I think about my own mom, and if she ever wondered about her own mothering capabilities. I doubt it. She delighted in people asking if we were sisters, sometimes calling me “sissy” in public just to try to encourage the question so she could gleefully exclaim, “Kiki, did you hear that? They thought we were sisters!” I hated that, just like I hated my mom asking me to prom. Just like I hated going to prom with her—in matching dresses, of course—just like I hated how she’d “pop in” to the dorms at the University of North Dakota as if she had just been in the neighborhood, and not that she’d driven over four hours with an overnight bag. I hadn’t realized how weird it all was until my roommate and Kent pointed it out to me, but I’d never brought it up to her. How were moms supposed to know if they were doing a good job? Should we be giving our kids comment cards? Having the kinds of check-ins Kent and I have? Or just waiting until they’re grown-ups and it’s too late to do anything about it, and hope that we haven’t raised serial killers or multilevel marketers who are badgering their high school friends to come get rich quick with them while working from their phones?

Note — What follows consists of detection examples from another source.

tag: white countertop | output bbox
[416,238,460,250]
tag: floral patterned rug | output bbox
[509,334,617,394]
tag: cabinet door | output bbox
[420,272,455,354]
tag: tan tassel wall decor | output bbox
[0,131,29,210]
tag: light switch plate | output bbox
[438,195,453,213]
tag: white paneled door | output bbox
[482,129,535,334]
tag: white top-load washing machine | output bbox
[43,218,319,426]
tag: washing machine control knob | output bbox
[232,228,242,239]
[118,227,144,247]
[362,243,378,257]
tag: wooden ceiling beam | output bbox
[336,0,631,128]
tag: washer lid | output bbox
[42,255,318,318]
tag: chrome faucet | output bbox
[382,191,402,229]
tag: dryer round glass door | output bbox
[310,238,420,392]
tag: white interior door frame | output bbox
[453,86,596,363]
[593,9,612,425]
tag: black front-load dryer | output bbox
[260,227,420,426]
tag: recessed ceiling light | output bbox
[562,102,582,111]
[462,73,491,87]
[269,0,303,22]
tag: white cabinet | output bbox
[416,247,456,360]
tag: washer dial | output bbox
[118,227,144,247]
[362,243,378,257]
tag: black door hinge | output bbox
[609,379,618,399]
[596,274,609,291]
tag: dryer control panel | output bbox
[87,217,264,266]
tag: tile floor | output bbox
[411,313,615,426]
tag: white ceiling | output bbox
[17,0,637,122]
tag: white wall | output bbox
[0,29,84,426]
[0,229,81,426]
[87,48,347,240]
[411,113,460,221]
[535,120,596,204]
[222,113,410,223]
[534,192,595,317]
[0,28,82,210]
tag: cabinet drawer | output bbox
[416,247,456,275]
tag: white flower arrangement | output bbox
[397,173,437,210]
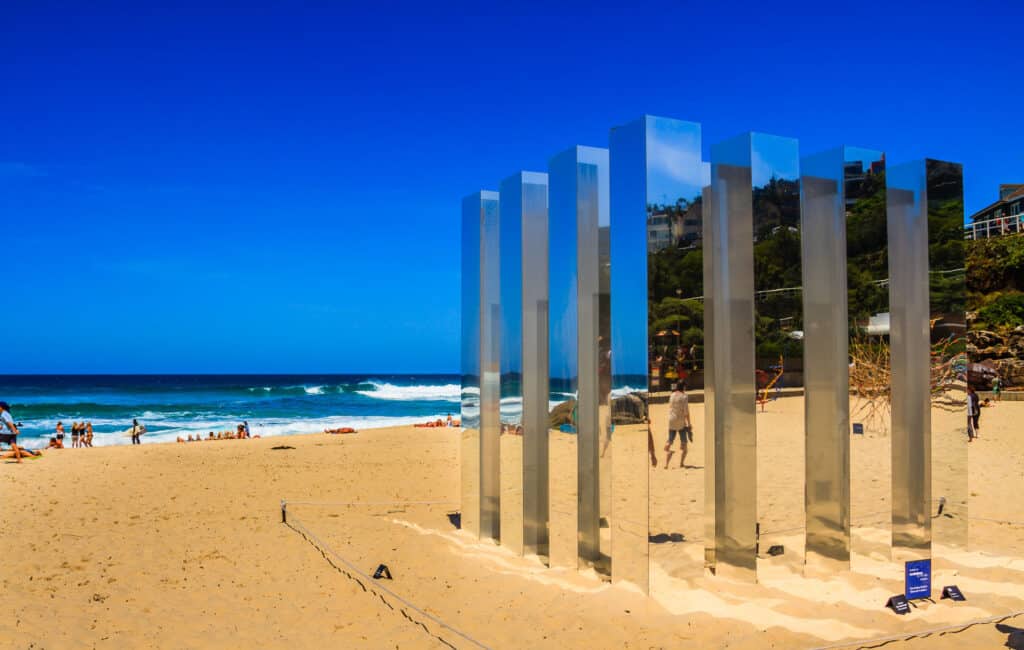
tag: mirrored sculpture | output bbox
[548,146,611,573]
[479,191,502,541]
[501,172,548,558]
[801,146,887,575]
[887,160,970,560]
[610,116,705,593]
[705,133,803,580]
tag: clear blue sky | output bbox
[0,0,1024,373]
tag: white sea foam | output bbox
[19,414,447,449]
[355,382,462,402]
[611,386,647,397]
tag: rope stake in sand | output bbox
[281,501,490,650]
[811,609,1024,650]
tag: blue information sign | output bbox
[903,560,932,600]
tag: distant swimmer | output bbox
[324,427,358,433]
[0,401,24,463]
[665,384,692,469]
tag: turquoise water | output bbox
[0,375,460,448]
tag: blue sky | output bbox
[0,0,1024,373]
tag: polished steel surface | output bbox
[498,174,523,555]
[701,179,719,572]
[610,116,706,593]
[480,191,502,540]
[705,135,758,581]
[925,159,970,549]
[501,172,548,558]
[801,147,878,575]
[549,146,611,573]
[886,161,932,560]
[602,120,649,592]
[548,148,580,568]
[460,192,493,535]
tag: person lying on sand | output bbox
[0,401,22,463]
[324,427,358,433]
[0,444,43,463]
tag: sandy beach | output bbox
[0,399,1024,648]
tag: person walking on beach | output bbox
[967,386,981,438]
[665,383,692,469]
[0,401,22,463]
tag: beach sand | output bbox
[0,407,1024,648]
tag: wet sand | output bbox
[0,409,1024,648]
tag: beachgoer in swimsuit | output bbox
[0,401,22,463]
[665,384,692,469]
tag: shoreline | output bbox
[0,409,1024,649]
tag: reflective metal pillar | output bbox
[549,146,611,573]
[801,146,885,575]
[886,161,932,561]
[705,133,803,580]
[501,172,548,558]
[610,116,706,593]
[480,191,502,540]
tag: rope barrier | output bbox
[811,609,1024,650]
[281,500,459,508]
[281,501,490,650]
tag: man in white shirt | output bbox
[665,384,692,469]
[0,401,22,463]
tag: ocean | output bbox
[0,375,460,448]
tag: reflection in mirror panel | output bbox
[925,160,962,549]
[886,161,932,561]
[480,191,502,540]
[498,176,523,555]
[549,146,611,573]
[501,172,548,558]
[801,146,888,574]
[750,133,802,572]
[700,183,718,572]
[703,135,758,581]
[459,192,493,535]
[610,116,706,593]
[835,146,892,557]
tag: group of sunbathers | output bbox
[46,422,92,449]
[178,422,259,442]
[413,414,460,429]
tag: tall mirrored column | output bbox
[706,133,804,580]
[701,183,721,572]
[549,146,611,573]
[501,172,548,558]
[610,116,706,593]
[925,159,966,548]
[480,191,502,540]
[459,192,485,535]
[886,161,932,561]
[801,146,885,574]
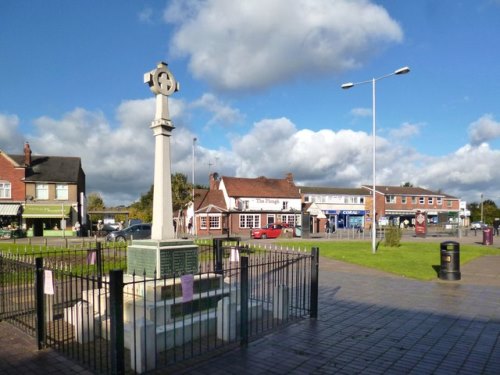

“The worst part is that she’s just like me,” Amy says as Jane adjusts her glasses and leans even closer to her book. “She wants everything to be perfect all the time, and it makes her insane, and it makes me kind of hate her sometimes? Lucky for Dylan, he turned out just like Mike, and he’s lazy as shit. I found a bottle of pee in his room yesterday, because he’s too lazy to walk to the bathroom in the middle of the night.”

My brain crackles with excitement. Amy’s kids are weirdos, too.

“Yesterday,” I confess, “I gave Bernard the wrong kind of juice and he called me an idiot.”

“Jaxon still watches Sesame Street, and I’m not even sure that he gets it, you know what I mean?”

“Dylan failed study hall. Principal Burr said nobody had done it before. Nobody. Ever.”

“Clara took money out of a homeless woman’s cup.”

“I’m only seventy-five percent sure that Jaxon’s dad is his dad.”

“Dylan tried to make a grilled cheese sandwich on a lamp.”

“Clara killed our neighbor’s ferret with her bare hands, and we all said it was an accident but sometimes I think . . . was it?”

“Yesterday, in the shower, I spent ten minutes fantasizing that Mike would take Dylan in the divorce and Jane and I could just spend our days in a house where nobody celebrates their own farts.”

“I left Bernard at the mall on purpose.”

GEEZ LOUISE THIS FEELS GOOD. ALL THOSE THOUGHTS THAT I was certain made me a terrible, awful, no-good mother? They were normal. Or at least normal to these other two psychos. The three of us are laughing. Not the nervous kind of laugh I usually throw in when the silence feels awkward, but a real laugh. My eyes are watering, and my stomach hurts, and every breath I manage to sneak in just turns into a bigger giggle. It’s so consuming, we hardly notice that our kids have stopped destroying the restaurant and are staring at us with a mix of fear and embarrassment. I wipe tears from my eyes and give Bernard a thumbs-up, which he returns with his middle finger. As the high of our giggles subsides, something quieter creeps in.